Right now, I'm in defensive mode. When I suffered the panic attack, it had been so long since I had one that I didn't even realize what it was at first. A friend pointed it out to me. I can't go back to that place. I worked too hard to overcome it.

I appreciate all the advice and kind words. I responded to her email by saying that I can and have forgiven her and that we could move forward to have a good time at my parent's anniversary party. I don't know what else to say to her right now so I left it at that.


Tobin S.

(10,418 posts)
6. I don't have any good ideas on how to deal with this situation, but
Tue Feb 28, 2012, 05:49 PM
Feb 2012

Look up narcissistic personality disorder and borderline personality disorder. See if any of that stuff rings a bell regarding your sister.

GreenPartyVoter

(72,381 posts)
9. Oh, toxic personalities are so difficult to deal with, and even
Tue Feb 28, 2012, 09:43 PM
Feb 2012

more so when they are relatives. I hope that you and your sister can each find some peace!

ohheckyeah

(9,314 posts)
10. Not content to apologize and let things
Thu Mar 1, 2012, 01:03 AM
Mar 2012

alone, my sister emails me today to let me know that she called the restaurant where the party is going to be and they told her she could bring a CD player. She informed me that she would be bringing the music. Basically, it was a nah nah nah I can do what I want without conferring with anyone else kind of thing. The thing is, if she knew my Dad at all she would know he isn't going to want music playing. He wears a hearing aid and in a closed room with 30+ people the music will drive him crazy. Then she asked "what else is being done".

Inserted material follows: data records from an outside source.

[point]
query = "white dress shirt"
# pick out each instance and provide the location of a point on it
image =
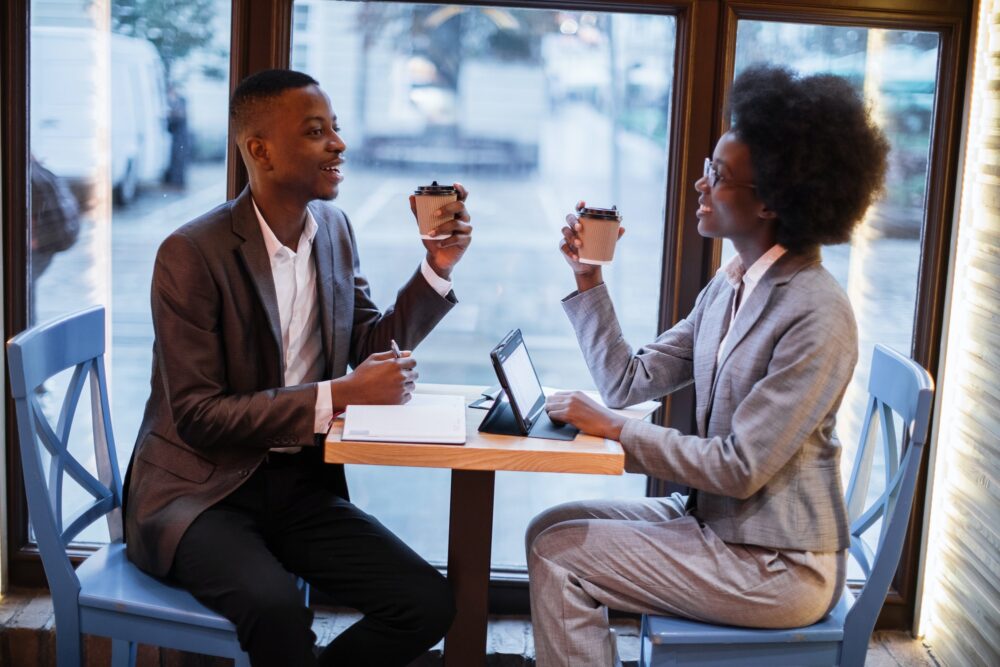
(737, 276)
(294, 275)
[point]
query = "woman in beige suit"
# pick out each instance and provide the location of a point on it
(770, 346)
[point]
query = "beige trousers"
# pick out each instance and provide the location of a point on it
(646, 555)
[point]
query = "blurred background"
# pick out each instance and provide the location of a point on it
(532, 110)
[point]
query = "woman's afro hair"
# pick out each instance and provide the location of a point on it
(819, 160)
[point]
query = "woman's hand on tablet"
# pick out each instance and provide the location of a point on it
(583, 412)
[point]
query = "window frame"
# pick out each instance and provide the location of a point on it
(704, 62)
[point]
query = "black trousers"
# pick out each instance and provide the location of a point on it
(241, 558)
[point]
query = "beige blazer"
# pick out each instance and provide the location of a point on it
(765, 461)
(217, 397)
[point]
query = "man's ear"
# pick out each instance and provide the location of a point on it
(255, 149)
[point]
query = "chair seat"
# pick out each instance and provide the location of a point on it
(672, 630)
(109, 581)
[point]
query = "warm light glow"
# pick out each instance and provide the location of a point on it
(943, 587)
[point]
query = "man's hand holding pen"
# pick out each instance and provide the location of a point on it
(384, 378)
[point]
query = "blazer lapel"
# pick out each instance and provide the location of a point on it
(712, 329)
(325, 260)
(780, 273)
(258, 264)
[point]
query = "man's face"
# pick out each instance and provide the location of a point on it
(303, 150)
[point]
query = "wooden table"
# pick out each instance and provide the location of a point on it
(470, 530)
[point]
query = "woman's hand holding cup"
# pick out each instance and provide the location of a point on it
(587, 275)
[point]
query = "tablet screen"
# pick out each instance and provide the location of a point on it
(523, 381)
(526, 392)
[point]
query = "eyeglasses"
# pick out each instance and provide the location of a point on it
(714, 177)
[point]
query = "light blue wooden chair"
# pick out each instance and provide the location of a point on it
(106, 595)
(896, 386)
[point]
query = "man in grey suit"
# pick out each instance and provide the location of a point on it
(259, 308)
(770, 346)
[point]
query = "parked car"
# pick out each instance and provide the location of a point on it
(73, 117)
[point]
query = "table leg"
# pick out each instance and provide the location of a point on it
(470, 538)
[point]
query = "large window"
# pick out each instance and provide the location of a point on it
(532, 110)
(128, 141)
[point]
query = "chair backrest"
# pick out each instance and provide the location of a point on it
(900, 392)
(74, 341)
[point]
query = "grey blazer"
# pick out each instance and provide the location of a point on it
(217, 398)
(765, 460)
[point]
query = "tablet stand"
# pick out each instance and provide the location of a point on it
(500, 420)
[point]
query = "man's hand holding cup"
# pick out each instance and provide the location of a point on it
(444, 225)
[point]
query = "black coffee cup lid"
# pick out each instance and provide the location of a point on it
(435, 189)
(601, 213)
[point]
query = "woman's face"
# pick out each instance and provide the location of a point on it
(730, 208)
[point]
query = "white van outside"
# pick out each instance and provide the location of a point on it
(66, 88)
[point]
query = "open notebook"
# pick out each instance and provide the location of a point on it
(434, 418)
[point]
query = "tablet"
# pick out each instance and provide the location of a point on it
(521, 387)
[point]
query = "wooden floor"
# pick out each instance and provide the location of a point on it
(26, 638)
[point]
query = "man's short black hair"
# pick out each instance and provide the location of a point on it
(259, 87)
(819, 160)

Oh, no, she's not dragging me into that discussion. No matter what I said it wouldn't be right so I just replied "I just got up and don't have any idea what is else is going on." I knew she had already talked to my other sisters and knew exactly what was going on - she was baiting me.

So, she has set herself up to get her feelings hurt when my Dad asks for the music to be cut off - and he will. Then we can hear how unappreciated she is and how everyone picks on her.

I really just want her to leave me alone. We can do the fake air kiss thing at family get-togethers and that's really all that's necessary as far as I'm concerned.